Bungalow Song /// Elijah Mann

The New York singer-songwriter Elijah Mann has made a name for himself across the country as an indie folk artist who’s a fantastic performer with poignant lyricism. Earlier this month, Mann released another single titled “Bungalow Song”, his fifth song produced by the acclaimed Adam Tilzer (Keith Richards, Valerie June, Norah Jones). Like always, Elijah Mann is a descriptive storyteller with his music, and his talent of poignant lyricism continues to take place during “Bungalow Song”, yet with a pinch of dreamy hope within this song about escapism.  

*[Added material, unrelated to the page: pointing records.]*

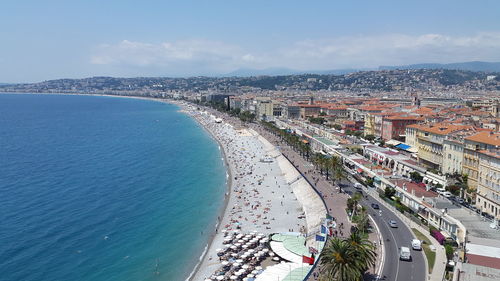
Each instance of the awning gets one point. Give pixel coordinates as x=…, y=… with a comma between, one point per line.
x=393, y=142
x=403, y=146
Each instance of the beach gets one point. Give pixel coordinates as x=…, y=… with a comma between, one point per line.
x=265, y=192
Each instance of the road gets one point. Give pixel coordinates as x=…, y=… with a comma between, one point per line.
x=394, y=239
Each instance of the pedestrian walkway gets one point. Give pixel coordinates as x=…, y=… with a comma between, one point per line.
x=440, y=262
x=335, y=200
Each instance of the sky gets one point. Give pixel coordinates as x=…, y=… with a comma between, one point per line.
x=50, y=39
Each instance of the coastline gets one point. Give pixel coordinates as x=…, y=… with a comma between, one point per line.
x=295, y=204
x=227, y=194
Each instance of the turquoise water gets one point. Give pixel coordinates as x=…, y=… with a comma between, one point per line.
x=101, y=188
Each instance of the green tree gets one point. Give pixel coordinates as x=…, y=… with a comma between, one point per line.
x=416, y=176
x=389, y=192
x=347, y=259
x=369, y=137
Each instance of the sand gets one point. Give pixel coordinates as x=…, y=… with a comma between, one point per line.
x=260, y=198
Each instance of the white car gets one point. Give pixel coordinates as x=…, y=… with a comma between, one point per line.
x=447, y=194
x=416, y=244
x=404, y=254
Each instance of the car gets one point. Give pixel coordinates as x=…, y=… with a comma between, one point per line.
x=404, y=254
x=416, y=244
x=393, y=224
x=440, y=190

“Bungalow Song” is a simple acoustic folk song with vocals over the intertwining finger picking of guitar and banjo. Mann’s music can be compared to modern day folk artists like Christian Lee Hutson and The Milk Carton Kids. However, the doubled vocals and harmonies joined with the flowing melody and chill vibes of the song can be comparable to indie legends Simon and Garfunkel, specifically in the chorus. Whoever anyone would like to compare Elijah Mann to is irrelevant, because he clearly knows the ins and outs of writing an indie folk song.

Through the soft, catchiness of the tune and beautiful lyrics, Elijah Mann has created such an atmospheric and empathetic song of adventure, and making a “great escape” into the woods of upstate NY. There’s a juxtaposition of emotion, going back and forth between the feeling of hope and then into defeatism and back again. The purpose of the song goes from the freeing happiness of buying a bungalow to “find a little quiet, and we’ll waste our days” to darker lyrics like “I gotta believe that things will be alright, but that is a lie I’ve served and swallowed up, like daily cyanide.” With his beautiful lyrics, Mann depicts escapism as following a dream and running away all at once. This soft, seemingly simple folky ditty is more complex than it appears in its first listen.